What kind of research do you do, and how long do you spend researching before beginning a book?
I researched this book for 11 years as I tried to understand my own experience. I studied on courses, from books and information on the internet. Then I wrote a book, this raised a lot of questions within me. Well, actually, it pulled up deeply disturbing emotions. I then put the idea of writing aside for 3 years and continued to study and understand these issues. I worked as a therapist during this time, listening to other people’s stories. I found reoccurring themes of challenges people face. I also worked in our local library and read up on archetypes. I found that the stories I had been told of other people’s experiences fitted characters within archetypes, there seemed to be a generic theme, and so built my characters in the book. It has been a wholly cathartic experience that has taught me so much. Finally, I took a year to write this second book with more understanding and knowledge of the subjects it raises. I then spent 9 months in the editing process.
Do you find writing therapeutic?
Absolutely. It took me completely away from my life whilst I lost myself, for a year, in imagination.
What’s the most difficult thing about writing a novel?
Staying on track. I have several removed chapters that ultimately, I had to declare were extensions to the story and not strictly on point. Although I enjoyed writing the chapters and love the message within them, they unnecessarily elongated the book and took it, albeit delightfully, off track and had to be removed. Maybe they will form the basis of a second novel.
How many hours a day do you write?
I write when I have a thought or inspiration I want to get down on paper. Often this was at 3am and I would write till 8, 9 or 10am then collapse back in bed to sleep for a few hours. Or whilst I was in conversation with someone and I would rudely excuse myself because I had stopped listening to them when inspiration struck. It has been a very disjointed few years and thoughts and ideas spilled out of me onto the pages.
Does a big ego help or hurt writers?
This was so challenging. I really struggled to publish thinking I was simply not good enough to do so and delayed putting myself out into the world using the excuse of editing. I then convinced myself there was no point publishing, I was simply happy to have done it and I would just print a copy for myself and leave it at that; I unpublished the ebook. A few friends read it and declared it should be out in the world. I felt these friends were just being kind and not a fair assessment of my work. So, I delayed promoting it thinking it could just sit at the bottom of the list. I had to shift my perception. Now I feel the topics raised in the book will resonate with a lot of people and hopefully this will make them feel more comfortable in having faced similar challenges to me. Publishing a book is the biggest challenge to my self confidence that I have ever faced.
Do you try more to be original or to deliver to readers what they want?

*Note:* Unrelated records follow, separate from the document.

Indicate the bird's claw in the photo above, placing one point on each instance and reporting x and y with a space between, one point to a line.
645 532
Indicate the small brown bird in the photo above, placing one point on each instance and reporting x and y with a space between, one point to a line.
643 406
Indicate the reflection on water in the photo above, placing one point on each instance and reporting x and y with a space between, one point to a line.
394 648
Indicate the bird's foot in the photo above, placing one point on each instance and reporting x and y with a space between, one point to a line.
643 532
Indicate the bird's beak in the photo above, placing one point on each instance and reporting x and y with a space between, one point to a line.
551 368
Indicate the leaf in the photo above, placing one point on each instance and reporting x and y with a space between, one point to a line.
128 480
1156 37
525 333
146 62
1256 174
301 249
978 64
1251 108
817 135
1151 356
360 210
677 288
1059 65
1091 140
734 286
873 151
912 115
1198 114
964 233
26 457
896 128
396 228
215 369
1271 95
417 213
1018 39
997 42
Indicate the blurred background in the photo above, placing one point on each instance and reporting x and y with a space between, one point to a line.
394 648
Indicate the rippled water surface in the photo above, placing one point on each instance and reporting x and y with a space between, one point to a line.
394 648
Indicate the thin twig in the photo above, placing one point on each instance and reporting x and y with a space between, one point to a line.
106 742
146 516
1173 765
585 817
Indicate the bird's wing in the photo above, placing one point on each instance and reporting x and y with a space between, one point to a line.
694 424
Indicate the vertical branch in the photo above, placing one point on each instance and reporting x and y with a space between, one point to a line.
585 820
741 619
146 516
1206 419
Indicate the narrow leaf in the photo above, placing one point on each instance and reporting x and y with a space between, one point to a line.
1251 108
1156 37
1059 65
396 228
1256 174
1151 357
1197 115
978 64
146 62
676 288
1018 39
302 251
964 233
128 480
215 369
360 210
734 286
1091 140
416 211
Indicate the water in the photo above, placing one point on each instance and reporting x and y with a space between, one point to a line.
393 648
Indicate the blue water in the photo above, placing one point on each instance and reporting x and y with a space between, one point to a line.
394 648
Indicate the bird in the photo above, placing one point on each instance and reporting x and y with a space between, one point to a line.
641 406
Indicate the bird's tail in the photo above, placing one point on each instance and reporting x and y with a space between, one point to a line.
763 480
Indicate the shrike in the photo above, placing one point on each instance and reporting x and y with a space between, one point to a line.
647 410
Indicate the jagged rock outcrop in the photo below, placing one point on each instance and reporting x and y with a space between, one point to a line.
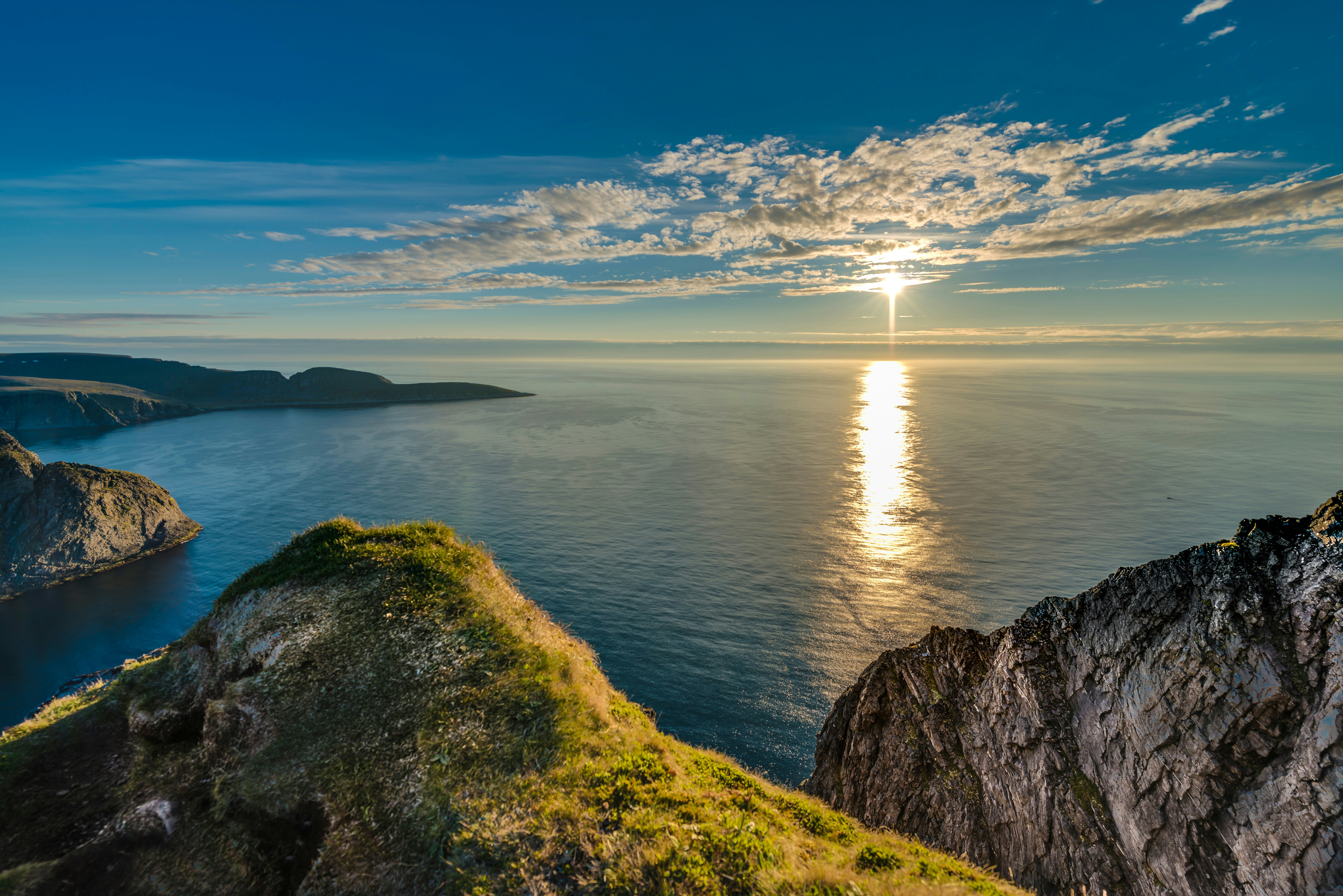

Oh, I have been completely original and discussed really alternative philosophies. I wrote from my heart and my experience. I have hit on uncomfortable subjects which, in my experience, are the sort of subjects that we sweep under the carpet and should be bought out into the open. I have done this in the hope that people who have also gone through these experiences can feel more comfortable discussing them and get help and healing rather than bottling their emotions up and just coping with life, as I had unsuccessfully done.
Do you think someone could be a writer if they don’t feel emotions strongly?
Yes, anyone and everyone can write. Not everyone wants to read an emotive story all the time. We can all tell the same story from a different perspective with a different spin on it as we view it through our own lens of experience. We can write from our emotional body or from our logical minds. But the experience for the reader will be vastly different.